The present one is a member of a political party. One would expect the AG to give a totally independent advice irrespective of party politics or party allegiance.

* Without casting doubt on the integrity and good faith of the Solicitor General’s office, and the Attorney General, the latter is a political appointee. Should that be taken in consideration?

Of course. Can you imagine an AG in the present political climate prevailing in Mauritius go against the wishes of the government? That could be a tough call.

* The director of the NAO states in his report: “… the contract for the “Safe City Project” for some Rs 16 billion was awarded directly to a private company on an operating lease model for a 20-year period. No evidence was produced to NAO to the effect that an assessment was made to ascertain the fairness of the lease payments made by the Police Service under the contract, and thus that the procurement was undertaken in the most economical manner.” Would these explain why more information was not made available to the NAO?

It is difficult to give a clear answer in the absence of all the facts. One may surmise that this may have been the reason if we go by the yardstick of how contracts involving millions of rupees were awarded for the purchase of masks and other medical supplies during the first wave of Covid-19.

* The agreement signed between the Mauritius Police Force and Mauritius Telecom makes provision for a Mutual Non-Disclosure Agreement. Similar contracts had been signed in the past for the supply of fuel. Is this practice in the public interest?

When it comes to public funds, opacity has no place. It is public money, and those who juggle with that money should do so in a transparent manner and be accountable to the people and not to their own private interests.

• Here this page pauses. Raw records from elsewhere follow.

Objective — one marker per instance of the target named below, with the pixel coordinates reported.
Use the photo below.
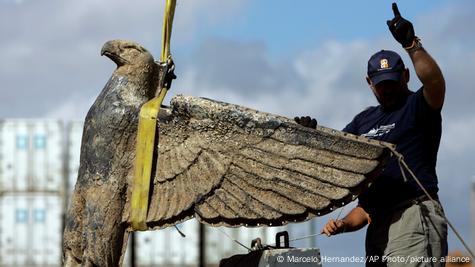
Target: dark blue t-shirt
(415, 128)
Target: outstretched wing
(229, 165)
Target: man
(403, 222)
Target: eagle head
(124, 52)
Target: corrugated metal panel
(167, 248)
(74, 152)
(31, 155)
(31, 229)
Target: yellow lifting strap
(146, 135)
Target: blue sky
(286, 57)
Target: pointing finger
(396, 10)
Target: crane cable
(146, 133)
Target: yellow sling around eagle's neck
(146, 135)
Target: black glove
(402, 29)
(306, 121)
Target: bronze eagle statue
(221, 163)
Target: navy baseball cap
(385, 65)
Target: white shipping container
(74, 151)
(30, 229)
(167, 248)
(31, 155)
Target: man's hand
(306, 121)
(402, 29)
(333, 227)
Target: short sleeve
(351, 127)
(424, 112)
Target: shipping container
(30, 229)
(74, 151)
(31, 156)
(220, 241)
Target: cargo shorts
(412, 236)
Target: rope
(146, 135)
(239, 243)
(402, 164)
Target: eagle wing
(230, 165)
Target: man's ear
(368, 80)
(406, 75)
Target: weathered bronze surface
(230, 165)
(225, 164)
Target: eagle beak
(108, 49)
(112, 50)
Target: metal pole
(473, 212)
(313, 230)
(201, 245)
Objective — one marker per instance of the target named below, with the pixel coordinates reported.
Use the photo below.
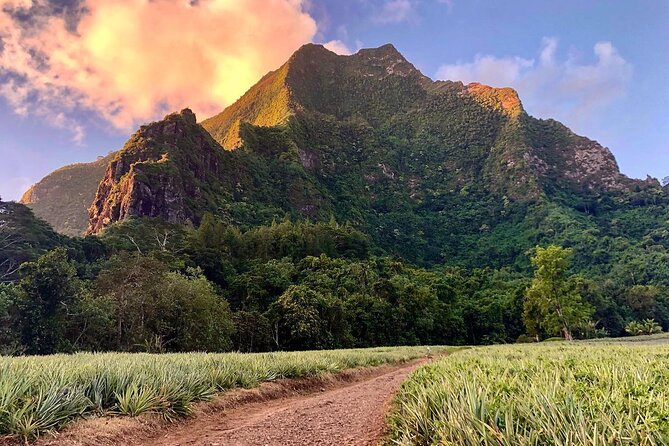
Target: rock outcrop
(158, 173)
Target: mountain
(433, 171)
(62, 198)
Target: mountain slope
(62, 198)
(433, 171)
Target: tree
(299, 319)
(645, 327)
(8, 264)
(552, 300)
(199, 319)
(50, 292)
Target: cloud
(448, 3)
(339, 47)
(396, 11)
(566, 89)
(134, 60)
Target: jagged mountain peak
(156, 172)
(504, 99)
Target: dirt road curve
(349, 415)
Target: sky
(77, 77)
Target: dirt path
(352, 414)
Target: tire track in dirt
(352, 414)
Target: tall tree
(552, 300)
(50, 291)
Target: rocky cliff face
(365, 138)
(158, 173)
(62, 198)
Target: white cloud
(567, 89)
(339, 47)
(134, 60)
(448, 3)
(395, 11)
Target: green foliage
(41, 394)
(49, 289)
(645, 327)
(537, 395)
(553, 302)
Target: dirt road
(351, 414)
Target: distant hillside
(434, 172)
(63, 197)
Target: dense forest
(147, 285)
(343, 201)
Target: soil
(347, 408)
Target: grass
(41, 394)
(531, 395)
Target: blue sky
(601, 67)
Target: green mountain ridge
(431, 171)
(62, 198)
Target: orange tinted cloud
(134, 60)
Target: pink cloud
(134, 60)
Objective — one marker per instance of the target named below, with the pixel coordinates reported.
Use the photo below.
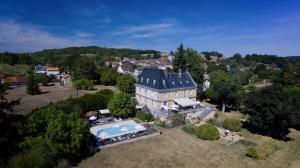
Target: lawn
(51, 94)
(175, 148)
(16, 70)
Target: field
(16, 70)
(51, 94)
(175, 148)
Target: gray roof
(158, 79)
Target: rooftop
(158, 79)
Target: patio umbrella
(92, 118)
(103, 135)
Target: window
(164, 83)
(165, 95)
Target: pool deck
(129, 141)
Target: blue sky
(227, 26)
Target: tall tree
(126, 83)
(272, 112)
(179, 61)
(85, 68)
(121, 105)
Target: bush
(121, 105)
(207, 132)
(214, 121)
(189, 128)
(176, 118)
(232, 124)
(144, 116)
(252, 152)
(83, 84)
(264, 150)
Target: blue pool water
(117, 130)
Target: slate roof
(158, 79)
(40, 68)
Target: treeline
(53, 135)
(53, 56)
(272, 59)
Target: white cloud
(18, 37)
(83, 34)
(151, 30)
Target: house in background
(40, 69)
(165, 94)
(52, 71)
(125, 67)
(65, 79)
(2, 78)
(15, 82)
(206, 82)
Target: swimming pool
(116, 129)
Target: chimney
(179, 72)
(166, 72)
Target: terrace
(121, 132)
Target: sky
(226, 26)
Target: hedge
(264, 150)
(207, 132)
(189, 128)
(232, 124)
(144, 116)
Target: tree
(108, 76)
(224, 91)
(194, 65)
(121, 105)
(43, 79)
(272, 112)
(83, 84)
(85, 68)
(126, 83)
(207, 132)
(33, 84)
(237, 57)
(179, 61)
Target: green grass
(16, 70)
(175, 148)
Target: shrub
(121, 105)
(189, 128)
(232, 124)
(176, 118)
(144, 116)
(252, 152)
(264, 150)
(83, 84)
(215, 122)
(207, 132)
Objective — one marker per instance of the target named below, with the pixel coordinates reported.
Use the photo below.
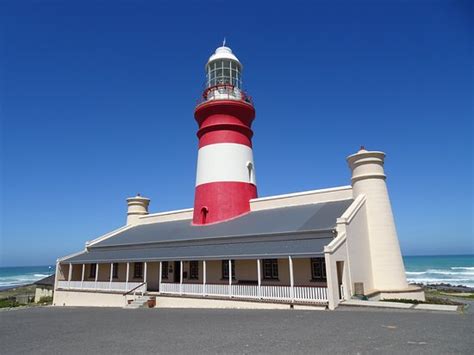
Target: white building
(313, 247)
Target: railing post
(181, 277)
(230, 278)
(144, 271)
(69, 276)
(204, 278)
(111, 274)
(82, 275)
(160, 273)
(292, 279)
(96, 275)
(127, 276)
(259, 278)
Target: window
(115, 271)
(318, 269)
(92, 270)
(204, 212)
(164, 270)
(225, 269)
(250, 170)
(270, 269)
(137, 270)
(194, 270)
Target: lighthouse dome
(223, 68)
(223, 53)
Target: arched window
(204, 212)
(250, 171)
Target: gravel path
(55, 330)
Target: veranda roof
(299, 231)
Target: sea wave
(462, 268)
(441, 272)
(436, 281)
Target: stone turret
(137, 207)
(368, 178)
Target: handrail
(228, 89)
(133, 289)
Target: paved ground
(350, 330)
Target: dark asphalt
(53, 330)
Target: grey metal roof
(296, 230)
(47, 281)
(320, 216)
(237, 250)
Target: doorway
(177, 272)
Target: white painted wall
(358, 248)
(225, 162)
(88, 299)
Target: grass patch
(8, 303)
(46, 300)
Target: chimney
(137, 207)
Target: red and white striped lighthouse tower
(225, 179)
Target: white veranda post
(111, 274)
(292, 279)
(181, 277)
(69, 276)
(126, 276)
(230, 278)
(204, 277)
(144, 272)
(82, 275)
(96, 275)
(160, 273)
(259, 278)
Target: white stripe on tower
(225, 162)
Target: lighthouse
(225, 177)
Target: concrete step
(140, 302)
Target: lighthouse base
(220, 201)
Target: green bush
(8, 303)
(46, 300)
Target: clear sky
(97, 102)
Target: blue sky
(97, 104)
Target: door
(177, 271)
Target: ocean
(23, 275)
(449, 269)
(452, 269)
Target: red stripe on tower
(225, 178)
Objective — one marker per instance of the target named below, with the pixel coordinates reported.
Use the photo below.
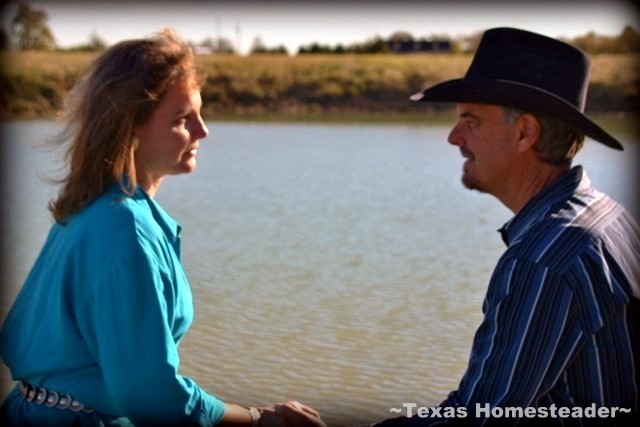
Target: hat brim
(516, 95)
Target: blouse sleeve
(128, 321)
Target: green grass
(33, 84)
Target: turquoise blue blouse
(100, 317)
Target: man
(560, 338)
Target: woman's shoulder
(115, 213)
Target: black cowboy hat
(527, 71)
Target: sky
(300, 23)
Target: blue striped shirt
(561, 315)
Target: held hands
(290, 414)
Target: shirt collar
(170, 227)
(576, 180)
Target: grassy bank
(33, 84)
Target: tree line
(30, 31)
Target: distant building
(420, 46)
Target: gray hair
(558, 144)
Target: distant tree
(30, 28)
(401, 36)
(629, 40)
(97, 43)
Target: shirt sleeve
(529, 333)
(127, 323)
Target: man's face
(488, 143)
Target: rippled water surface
(340, 265)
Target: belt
(51, 399)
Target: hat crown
(531, 59)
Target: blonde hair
(118, 92)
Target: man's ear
(529, 131)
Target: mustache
(467, 154)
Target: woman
(92, 337)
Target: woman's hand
(290, 414)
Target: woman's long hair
(118, 92)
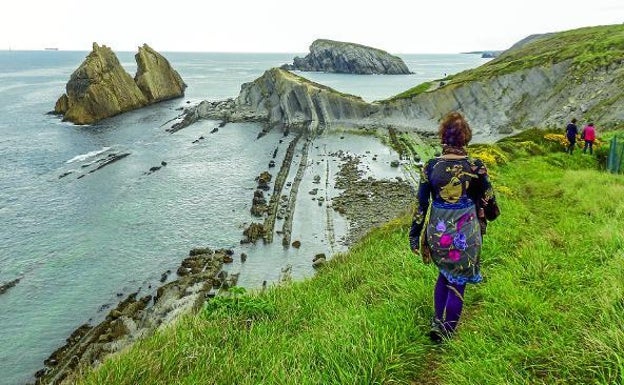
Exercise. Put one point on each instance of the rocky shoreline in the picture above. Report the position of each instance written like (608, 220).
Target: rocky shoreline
(200, 276)
(365, 202)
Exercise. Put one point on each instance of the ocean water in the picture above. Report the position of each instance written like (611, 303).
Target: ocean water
(80, 241)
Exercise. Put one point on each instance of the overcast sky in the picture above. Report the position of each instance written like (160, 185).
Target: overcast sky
(396, 26)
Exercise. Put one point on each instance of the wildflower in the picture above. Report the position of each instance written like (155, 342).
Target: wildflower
(459, 241)
(446, 240)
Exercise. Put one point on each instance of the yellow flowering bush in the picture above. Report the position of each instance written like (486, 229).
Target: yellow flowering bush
(503, 190)
(490, 155)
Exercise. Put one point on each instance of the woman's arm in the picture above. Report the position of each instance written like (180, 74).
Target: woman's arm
(424, 195)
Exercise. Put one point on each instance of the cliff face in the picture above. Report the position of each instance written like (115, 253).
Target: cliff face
(101, 88)
(536, 97)
(279, 97)
(542, 83)
(290, 99)
(155, 77)
(340, 57)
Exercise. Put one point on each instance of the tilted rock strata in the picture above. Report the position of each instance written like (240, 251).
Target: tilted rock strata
(155, 77)
(98, 89)
(545, 95)
(101, 88)
(282, 98)
(350, 58)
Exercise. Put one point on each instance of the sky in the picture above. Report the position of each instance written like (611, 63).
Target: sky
(396, 26)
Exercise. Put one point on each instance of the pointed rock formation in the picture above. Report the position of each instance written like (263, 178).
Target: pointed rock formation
(155, 77)
(101, 88)
(350, 58)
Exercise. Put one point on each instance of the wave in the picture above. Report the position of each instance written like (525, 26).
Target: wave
(81, 157)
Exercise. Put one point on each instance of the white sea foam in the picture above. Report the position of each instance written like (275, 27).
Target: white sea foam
(80, 158)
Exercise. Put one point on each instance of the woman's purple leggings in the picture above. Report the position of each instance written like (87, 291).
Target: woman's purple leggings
(448, 301)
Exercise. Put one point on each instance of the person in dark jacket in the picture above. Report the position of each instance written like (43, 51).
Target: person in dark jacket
(589, 135)
(458, 187)
(571, 133)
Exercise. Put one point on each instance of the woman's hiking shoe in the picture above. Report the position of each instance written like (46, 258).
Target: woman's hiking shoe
(438, 332)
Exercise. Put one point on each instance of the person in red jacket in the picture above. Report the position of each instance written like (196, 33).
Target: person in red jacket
(589, 135)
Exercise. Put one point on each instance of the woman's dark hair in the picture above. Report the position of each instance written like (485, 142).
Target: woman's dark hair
(454, 130)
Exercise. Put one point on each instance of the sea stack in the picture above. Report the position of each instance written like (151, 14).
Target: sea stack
(155, 77)
(349, 58)
(101, 88)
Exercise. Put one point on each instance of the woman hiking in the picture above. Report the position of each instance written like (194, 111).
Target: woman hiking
(450, 235)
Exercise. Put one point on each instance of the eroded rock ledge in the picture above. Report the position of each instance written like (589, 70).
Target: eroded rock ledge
(282, 98)
(199, 276)
(350, 58)
(101, 88)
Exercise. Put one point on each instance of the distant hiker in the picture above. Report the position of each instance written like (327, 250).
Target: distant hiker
(589, 136)
(459, 188)
(571, 133)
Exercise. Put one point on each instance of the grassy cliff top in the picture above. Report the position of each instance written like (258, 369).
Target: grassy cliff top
(587, 48)
(287, 76)
(549, 311)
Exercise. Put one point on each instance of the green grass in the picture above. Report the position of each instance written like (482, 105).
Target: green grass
(587, 48)
(551, 309)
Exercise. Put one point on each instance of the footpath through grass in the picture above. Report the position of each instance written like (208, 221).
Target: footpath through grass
(551, 310)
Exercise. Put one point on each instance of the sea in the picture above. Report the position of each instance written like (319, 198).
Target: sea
(75, 242)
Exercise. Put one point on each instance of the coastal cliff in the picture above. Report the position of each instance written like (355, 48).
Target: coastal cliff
(155, 77)
(280, 97)
(542, 83)
(340, 57)
(101, 88)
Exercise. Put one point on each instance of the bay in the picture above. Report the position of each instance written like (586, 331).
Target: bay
(79, 241)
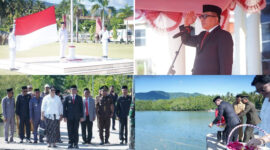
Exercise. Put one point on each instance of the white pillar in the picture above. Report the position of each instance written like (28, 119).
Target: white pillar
(253, 50)
(239, 55)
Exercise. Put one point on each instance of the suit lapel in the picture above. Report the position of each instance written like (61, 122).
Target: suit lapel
(207, 39)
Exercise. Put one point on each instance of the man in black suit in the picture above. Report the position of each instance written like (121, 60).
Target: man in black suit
(73, 114)
(122, 111)
(214, 47)
(114, 97)
(226, 110)
(252, 118)
(22, 110)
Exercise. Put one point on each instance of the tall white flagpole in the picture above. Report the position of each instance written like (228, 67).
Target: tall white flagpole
(71, 47)
(71, 21)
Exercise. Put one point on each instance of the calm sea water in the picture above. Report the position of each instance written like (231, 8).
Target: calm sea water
(161, 130)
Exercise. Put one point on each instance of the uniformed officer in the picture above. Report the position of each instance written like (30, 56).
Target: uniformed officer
(63, 39)
(12, 48)
(105, 109)
(114, 98)
(35, 114)
(22, 110)
(73, 114)
(104, 40)
(122, 111)
(8, 108)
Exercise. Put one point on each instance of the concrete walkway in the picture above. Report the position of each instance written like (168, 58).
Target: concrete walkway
(114, 141)
(81, 66)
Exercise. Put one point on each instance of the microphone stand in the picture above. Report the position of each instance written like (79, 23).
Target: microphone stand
(171, 70)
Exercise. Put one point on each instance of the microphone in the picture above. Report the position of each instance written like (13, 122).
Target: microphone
(192, 32)
(178, 34)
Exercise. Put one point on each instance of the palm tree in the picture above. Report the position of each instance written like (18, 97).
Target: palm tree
(102, 7)
(125, 13)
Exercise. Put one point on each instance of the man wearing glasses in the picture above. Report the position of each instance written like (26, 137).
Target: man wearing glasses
(214, 46)
(22, 111)
(262, 84)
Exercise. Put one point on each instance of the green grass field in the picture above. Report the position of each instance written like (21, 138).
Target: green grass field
(88, 49)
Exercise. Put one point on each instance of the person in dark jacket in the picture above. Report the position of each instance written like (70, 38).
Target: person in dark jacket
(122, 111)
(114, 98)
(214, 47)
(252, 118)
(73, 114)
(104, 111)
(226, 110)
(22, 111)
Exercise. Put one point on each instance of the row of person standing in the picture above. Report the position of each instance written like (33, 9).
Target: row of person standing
(234, 116)
(47, 112)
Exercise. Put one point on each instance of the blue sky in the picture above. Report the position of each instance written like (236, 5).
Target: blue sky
(209, 85)
(116, 3)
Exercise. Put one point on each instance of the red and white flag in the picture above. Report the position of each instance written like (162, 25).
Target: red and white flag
(98, 25)
(36, 29)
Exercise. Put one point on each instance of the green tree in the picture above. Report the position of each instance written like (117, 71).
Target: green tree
(125, 13)
(103, 9)
(92, 32)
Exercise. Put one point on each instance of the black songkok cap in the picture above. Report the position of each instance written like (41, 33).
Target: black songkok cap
(212, 8)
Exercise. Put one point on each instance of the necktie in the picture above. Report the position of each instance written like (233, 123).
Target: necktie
(86, 106)
(204, 37)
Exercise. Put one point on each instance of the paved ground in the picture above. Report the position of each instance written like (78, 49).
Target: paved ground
(114, 141)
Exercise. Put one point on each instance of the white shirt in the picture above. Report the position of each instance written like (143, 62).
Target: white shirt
(52, 105)
(265, 117)
(63, 36)
(105, 36)
(11, 40)
(212, 28)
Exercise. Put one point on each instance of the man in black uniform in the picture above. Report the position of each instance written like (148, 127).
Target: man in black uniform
(22, 110)
(214, 47)
(252, 118)
(73, 114)
(114, 97)
(226, 110)
(105, 110)
(122, 111)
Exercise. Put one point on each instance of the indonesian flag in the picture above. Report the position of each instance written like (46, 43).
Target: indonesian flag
(98, 25)
(36, 29)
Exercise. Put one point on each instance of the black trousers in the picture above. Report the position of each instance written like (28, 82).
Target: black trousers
(123, 129)
(24, 122)
(113, 120)
(73, 129)
(248, 134)
(234, 136)
(104, 123)
(89, 125)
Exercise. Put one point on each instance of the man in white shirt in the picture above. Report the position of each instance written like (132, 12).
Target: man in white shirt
(104, 40)
(51, 112)
(12, 48)
(63, 39)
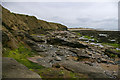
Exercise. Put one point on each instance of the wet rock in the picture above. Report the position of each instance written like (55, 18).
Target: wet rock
(61, 42)
(108, 52)
(77, 67)
(83, 56)
(56, 65)
(38, 38)
(59, 53)
(57, 58)
(89, 63)
(103, 60)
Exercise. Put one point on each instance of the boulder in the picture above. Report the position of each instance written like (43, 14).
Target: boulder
(57, 58)
(77, 67)
(61, 42)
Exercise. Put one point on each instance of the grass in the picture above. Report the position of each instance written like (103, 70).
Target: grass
(20, 54)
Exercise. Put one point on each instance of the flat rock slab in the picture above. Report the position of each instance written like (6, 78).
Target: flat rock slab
(77, 67)
(12, 69)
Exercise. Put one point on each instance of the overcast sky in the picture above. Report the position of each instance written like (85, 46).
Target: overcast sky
(98, 15)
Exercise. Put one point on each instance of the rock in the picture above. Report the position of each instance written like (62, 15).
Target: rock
(12, 69)
(108, 52)
(89, 53)
(38, 38)
(103, 60)
(59, 53)
(57, 58)
(77, 67)
(111, 62)
(83, 56)
(56, 65)
(89, 63)
(61, 42)
(31, 43)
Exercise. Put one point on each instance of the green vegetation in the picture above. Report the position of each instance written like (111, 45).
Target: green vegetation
(79, 34)
(112, 44)
(21, 55)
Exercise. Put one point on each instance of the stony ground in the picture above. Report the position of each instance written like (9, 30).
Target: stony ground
(68, 51)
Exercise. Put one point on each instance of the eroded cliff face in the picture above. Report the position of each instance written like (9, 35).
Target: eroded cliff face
(16, 27)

* These non-disclosure agreements (NDAs) are usually meant to “keep people/institutions from sharing trade secrets, proprietary knowledge, client information, product information, and strategic plans. NDAs keep people from making a profit on any secret company information…” The NAO surely does not fall into that category?

The NAO is a responsible body and should be credited with the integrity and honesty that have always characterised it in the discharge of its functions.

* The NAO also informs us that its “staff faced considerable difficulties to obtain records”. It could not have access to 60 procurement files from the Ministry of Health and Wellness (MOHW), which had been secured by ICAC for its enquiry. It’s only on 25 January 2021, “after the completion of audit, the Ministry informed NAO that there is no objection on its part for NAO Officers to access these files at ICAC.” Is that in order or should the NAO have “préséance” when it comes to access to files over other institutions?

There is a perception the start of an investigation by ICAC could have been a strategy to block any answers being given in Parliament on the transactions in question and which would also, so doing, deny access to the documents by the Director of Audit. That’s hopefully not the case.